Students find harmony, defense, discipline through Aikido

During a 5-minute break Tuesday night, a seated Donovan Pierce could see his students were nothing close to tired.

Known to almost everyone as Mr. Pierce or Pierce Sensei, it is his job as an Aikido instructor to make certain his students are spent at the end of a training session. But it is tough to achieve this goal with 6- and 8-year-old students like Greg Wilcox and Sean Anderson. Instead of taking a water break in the middle of practice, the two South Whidbey boys instead chose to sumo wrestle on the practice mats in Bayview Hall.

Enthusiasm is enthusiasm, no matter what the form. By wrestling, the boys were reinforcing the skills they've been learning from Pierce Sensei for almost two years.

Aikido is a Japanese defensive martial art that has gained popularity in this country over the past few years. On Whidbey Island, both children and adults have been taking classes from Pierce for several years, learning in his Goldie Road, Oak Harbor studio or dojo, the Island Athletic Club, and now at Bayview Hall.

Roughly translated as "the way of harmony," Aikido is a way of life for Pierce. Having trained for 10 years in the Aikido culture with a sensei -- or teacher -- who was a student of Aikido founder Morihei Ueshiba -- Pierce is now the teacher. Aikido, he said, is a method of "polishing your spirit," and pushes students to build mind-body coordination, respect for others and personal values.

And there is one other thing.

"You can also defend yourself," he said.

Working with people who are for the most part athletic, he said Aikido nonetheless draws students who are not particularly interested in sports.

A graceful art at times, especially when students use Aikido weapons like the Kenjutsu sword and the Jodo staff, the martial art also has its rough-and-tumble side. Both child and adult students are expected to master noisy falling rolls and the art of sending an attacker to the ground.

Ballet it is not.

"It's not something you do to look good," Pierce said.

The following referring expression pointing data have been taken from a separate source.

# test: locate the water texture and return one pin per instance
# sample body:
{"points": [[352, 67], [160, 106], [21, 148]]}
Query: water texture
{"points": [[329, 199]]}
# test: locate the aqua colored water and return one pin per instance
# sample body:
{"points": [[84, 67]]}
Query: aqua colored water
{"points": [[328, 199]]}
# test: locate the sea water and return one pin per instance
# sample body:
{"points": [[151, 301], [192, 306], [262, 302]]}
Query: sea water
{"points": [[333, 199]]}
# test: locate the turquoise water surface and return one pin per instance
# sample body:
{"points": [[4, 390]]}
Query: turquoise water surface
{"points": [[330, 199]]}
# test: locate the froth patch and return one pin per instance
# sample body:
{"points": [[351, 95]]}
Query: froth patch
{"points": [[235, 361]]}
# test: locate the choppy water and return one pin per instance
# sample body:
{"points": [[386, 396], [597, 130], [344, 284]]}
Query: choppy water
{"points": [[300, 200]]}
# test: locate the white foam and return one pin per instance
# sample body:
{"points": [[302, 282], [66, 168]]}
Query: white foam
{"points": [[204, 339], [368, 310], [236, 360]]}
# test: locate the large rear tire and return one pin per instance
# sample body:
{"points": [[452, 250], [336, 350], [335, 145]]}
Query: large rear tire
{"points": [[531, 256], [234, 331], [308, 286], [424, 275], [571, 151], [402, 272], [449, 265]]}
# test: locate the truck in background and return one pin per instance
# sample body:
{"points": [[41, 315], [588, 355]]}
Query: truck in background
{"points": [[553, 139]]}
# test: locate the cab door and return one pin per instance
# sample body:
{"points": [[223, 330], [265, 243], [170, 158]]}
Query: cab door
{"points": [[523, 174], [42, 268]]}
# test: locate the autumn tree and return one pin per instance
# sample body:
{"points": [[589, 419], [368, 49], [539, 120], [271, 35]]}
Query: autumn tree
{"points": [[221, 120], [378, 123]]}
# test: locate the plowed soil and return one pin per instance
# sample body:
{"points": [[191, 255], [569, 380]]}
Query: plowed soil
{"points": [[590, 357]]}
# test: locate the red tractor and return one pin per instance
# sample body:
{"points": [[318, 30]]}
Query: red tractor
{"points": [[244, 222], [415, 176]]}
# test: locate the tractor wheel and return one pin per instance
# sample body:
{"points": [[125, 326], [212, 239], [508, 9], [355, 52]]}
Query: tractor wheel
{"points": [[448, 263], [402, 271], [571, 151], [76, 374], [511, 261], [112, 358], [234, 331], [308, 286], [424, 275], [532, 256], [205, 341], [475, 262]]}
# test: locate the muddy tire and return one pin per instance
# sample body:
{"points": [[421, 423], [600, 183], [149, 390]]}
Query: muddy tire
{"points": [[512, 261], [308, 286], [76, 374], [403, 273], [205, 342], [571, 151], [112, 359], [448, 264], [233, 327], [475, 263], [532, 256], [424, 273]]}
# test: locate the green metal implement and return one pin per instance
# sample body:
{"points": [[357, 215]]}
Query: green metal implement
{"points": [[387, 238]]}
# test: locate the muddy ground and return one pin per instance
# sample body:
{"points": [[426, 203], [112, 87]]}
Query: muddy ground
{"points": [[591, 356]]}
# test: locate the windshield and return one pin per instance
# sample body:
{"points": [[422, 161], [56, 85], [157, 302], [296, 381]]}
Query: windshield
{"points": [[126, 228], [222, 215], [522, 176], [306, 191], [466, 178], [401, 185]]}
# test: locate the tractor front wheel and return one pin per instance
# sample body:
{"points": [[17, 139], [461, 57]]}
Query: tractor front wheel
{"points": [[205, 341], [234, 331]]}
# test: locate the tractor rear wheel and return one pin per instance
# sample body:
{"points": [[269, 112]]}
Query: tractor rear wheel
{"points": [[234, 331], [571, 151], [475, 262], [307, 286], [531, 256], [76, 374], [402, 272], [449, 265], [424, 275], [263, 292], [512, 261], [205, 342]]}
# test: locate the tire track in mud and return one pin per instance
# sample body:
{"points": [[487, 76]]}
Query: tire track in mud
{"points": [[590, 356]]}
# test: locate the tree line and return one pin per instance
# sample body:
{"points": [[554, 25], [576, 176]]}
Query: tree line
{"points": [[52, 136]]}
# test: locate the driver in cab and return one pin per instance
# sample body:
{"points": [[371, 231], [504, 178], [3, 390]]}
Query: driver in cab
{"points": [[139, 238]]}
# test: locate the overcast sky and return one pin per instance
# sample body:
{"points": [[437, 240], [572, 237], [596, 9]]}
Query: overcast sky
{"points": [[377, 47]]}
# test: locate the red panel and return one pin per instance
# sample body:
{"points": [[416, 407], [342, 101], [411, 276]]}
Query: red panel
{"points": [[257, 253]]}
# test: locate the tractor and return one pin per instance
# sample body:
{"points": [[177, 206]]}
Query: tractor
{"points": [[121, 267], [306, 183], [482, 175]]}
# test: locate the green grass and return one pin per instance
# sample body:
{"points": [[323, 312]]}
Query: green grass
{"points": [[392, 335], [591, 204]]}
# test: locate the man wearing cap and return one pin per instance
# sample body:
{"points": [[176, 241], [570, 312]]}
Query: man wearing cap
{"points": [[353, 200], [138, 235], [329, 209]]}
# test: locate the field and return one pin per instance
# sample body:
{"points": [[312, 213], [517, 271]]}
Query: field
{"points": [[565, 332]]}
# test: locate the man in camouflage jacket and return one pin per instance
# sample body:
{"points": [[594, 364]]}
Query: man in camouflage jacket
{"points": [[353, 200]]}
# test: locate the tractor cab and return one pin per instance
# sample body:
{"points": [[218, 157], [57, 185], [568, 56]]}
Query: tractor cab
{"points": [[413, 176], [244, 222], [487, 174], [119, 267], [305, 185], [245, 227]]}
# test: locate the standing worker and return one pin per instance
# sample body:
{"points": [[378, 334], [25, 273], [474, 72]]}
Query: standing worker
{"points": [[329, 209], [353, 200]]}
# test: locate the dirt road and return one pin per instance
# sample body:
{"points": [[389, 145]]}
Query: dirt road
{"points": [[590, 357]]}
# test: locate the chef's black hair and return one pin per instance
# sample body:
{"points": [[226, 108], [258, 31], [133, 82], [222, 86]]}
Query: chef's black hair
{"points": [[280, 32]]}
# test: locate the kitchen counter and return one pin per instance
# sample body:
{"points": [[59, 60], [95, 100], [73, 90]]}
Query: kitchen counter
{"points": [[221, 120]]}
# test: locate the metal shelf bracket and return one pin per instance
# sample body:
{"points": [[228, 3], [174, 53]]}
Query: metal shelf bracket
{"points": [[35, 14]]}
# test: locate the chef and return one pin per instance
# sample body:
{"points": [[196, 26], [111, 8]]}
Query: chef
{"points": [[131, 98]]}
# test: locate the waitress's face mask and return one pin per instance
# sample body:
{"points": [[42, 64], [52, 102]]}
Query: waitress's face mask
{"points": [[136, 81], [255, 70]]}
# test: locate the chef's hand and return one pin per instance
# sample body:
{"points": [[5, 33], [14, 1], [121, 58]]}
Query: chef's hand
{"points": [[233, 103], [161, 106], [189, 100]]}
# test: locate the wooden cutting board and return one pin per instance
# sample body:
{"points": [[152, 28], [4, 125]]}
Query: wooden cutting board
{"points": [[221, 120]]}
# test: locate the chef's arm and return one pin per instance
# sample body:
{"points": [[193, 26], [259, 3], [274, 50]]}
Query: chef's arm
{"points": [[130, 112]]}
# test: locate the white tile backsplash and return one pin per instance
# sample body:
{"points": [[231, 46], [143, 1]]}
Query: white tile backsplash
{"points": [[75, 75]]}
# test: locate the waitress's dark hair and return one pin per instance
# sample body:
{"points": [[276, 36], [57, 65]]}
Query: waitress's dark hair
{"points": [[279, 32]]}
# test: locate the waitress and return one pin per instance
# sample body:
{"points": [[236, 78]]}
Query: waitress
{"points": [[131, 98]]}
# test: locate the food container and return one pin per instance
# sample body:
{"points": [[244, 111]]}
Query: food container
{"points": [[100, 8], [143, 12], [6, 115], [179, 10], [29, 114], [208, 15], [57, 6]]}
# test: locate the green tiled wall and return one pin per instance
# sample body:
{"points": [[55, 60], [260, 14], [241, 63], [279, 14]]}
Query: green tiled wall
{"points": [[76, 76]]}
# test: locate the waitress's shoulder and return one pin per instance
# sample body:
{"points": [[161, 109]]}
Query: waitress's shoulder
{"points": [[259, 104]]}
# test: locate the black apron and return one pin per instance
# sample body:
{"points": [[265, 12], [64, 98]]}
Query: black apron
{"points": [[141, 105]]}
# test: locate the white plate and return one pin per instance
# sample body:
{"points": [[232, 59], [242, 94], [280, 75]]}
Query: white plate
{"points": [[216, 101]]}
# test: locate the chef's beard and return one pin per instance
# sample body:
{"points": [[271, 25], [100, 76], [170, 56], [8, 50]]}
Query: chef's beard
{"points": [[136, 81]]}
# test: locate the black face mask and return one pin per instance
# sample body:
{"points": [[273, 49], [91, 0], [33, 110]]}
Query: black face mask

Held at the edge of rambunctiousness by Pierce, who insists his students acknowledge all instruction with the response "Yes sir," the children in his class learn self-control. Nadine Wilcox, Greg Wilcox's mother, said her son is learning one thing above all others.

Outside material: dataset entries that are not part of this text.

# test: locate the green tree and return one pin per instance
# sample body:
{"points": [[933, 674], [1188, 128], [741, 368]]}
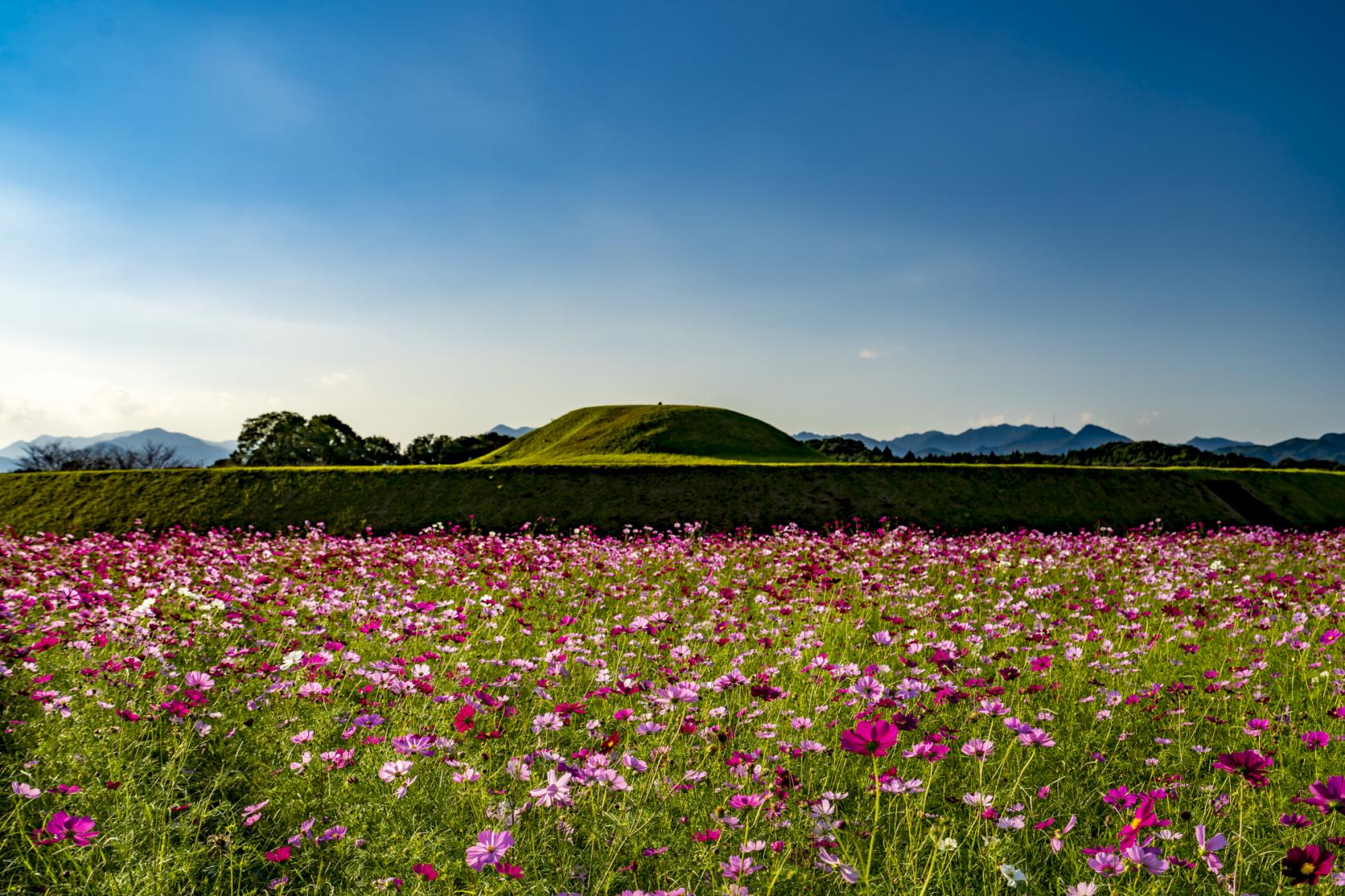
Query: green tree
{"points": [[382, 452], [273, 439]]}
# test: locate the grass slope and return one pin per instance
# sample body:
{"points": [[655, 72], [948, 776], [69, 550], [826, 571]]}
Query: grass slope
{"points": [[720, 495], [653, 435]]}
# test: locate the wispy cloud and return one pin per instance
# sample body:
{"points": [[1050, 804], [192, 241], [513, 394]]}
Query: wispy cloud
{"points": [[334, 379], [249, 84]]}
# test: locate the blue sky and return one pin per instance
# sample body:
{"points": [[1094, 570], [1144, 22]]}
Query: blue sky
{"points": [[835, 217]]}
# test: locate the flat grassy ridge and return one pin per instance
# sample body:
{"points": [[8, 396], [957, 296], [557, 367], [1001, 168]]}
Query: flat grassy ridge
{"points": [[611, 435], [723, 497]]}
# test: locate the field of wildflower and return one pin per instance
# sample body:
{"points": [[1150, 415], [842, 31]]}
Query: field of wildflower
{"points": [[851, 712]]}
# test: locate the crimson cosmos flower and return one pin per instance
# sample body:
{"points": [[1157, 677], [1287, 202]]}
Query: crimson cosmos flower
{"points": [[1329, 796], [1247, 763], [1306, 864], [871, 738]]}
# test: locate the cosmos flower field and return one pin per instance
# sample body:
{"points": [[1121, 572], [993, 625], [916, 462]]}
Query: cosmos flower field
{"points": [[853, 712]]}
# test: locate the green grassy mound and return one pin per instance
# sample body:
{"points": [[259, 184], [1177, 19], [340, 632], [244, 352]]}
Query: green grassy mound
{"points": [[723, 497], [653, 435]]}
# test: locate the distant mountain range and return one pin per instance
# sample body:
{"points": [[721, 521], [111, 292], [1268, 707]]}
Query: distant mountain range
{"points": [[513, 432], [193, 451], [1057, 440], [983, 440], [979, 440]]}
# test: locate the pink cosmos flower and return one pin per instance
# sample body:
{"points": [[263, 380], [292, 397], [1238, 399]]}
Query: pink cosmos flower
{"points": [[931, 752], [62, 825], [415, 744], [739, 867], [1035, 738], [1056, 834], [555, 792], [391, 771], [1107, 864], [489, 849], [1147, 857], [1209, 846], [747, 800], [978, 748], [1145, 817]]}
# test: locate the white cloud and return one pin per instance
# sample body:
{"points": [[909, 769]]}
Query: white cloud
{"points": [[255, 88], [334, 378]]}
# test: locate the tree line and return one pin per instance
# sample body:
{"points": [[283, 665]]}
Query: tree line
{"points": [[54, 456], [1117, 454], [276, 439], [288, 439]]}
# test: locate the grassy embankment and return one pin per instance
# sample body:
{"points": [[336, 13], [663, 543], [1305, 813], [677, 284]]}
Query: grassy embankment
{"points": [[723, 497], [661, 464]]}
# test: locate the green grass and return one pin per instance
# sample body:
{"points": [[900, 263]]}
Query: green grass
{"points": [[653, 435], [611, 497]]}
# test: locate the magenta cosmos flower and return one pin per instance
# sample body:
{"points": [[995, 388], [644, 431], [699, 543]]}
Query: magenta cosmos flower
{"points": [[1306, 864], [62, 825], [1249, 764], [1329, 796], [871, 738], [489, 849]]}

"I think it's the discipline," she said.

While discipline is also important for Greg Wilcox's training partner, Anderson, clearly enjoys the physical aspect of Aikido -- at least according to his father, Robert.

"He rolls through the house; he doesn't walk," he said.

Older students, who show up for Pierce's 7 p.m. class, have a different attitude. Ralph Skjelstad said he's always had an interest in the martial arts and decided to take the plunge with Aikido. Though enthusiastic in rolling and throwing drills on the mat, his appreciation for the art runs deeper than what it allows him to do with his body.

"I just like the whole idea and philosophy the founder had," he said.

That philosphy is an approach to life based upon a philosophy of bettering oneself by helping others do the same, Pierce said. Aikido emphasizes calmness, stability and harmonious relationships with others.

Andy Laxamana, a 52-year old student in Pierce's dojo, has studied the martial arts for more than 40 years. Hampered by the onset of epilepsy when he was 19, he said he struggles to keep his balance while practicing Aikido.

Working together with Pierce instructing, Laxamana and Skjelstad nonetheless work smoothly together, though somewhat more hesitantly than the children in the previous class.

One of only three sensei who have authorization to teach Aikido in the United States through the Japanese Seikikai organization, Pierce is a serious teacher. While there are moments of fun and humor in the class, all students are expected to concentrate on where they are and what they are doing while in his dojo. If not, the martial punishment of required pushups can go along with the martial art.

Pierce Sensei said he opened a dojo on South Whidbey after a number of requests from locals. He said he hopes to build his program over time.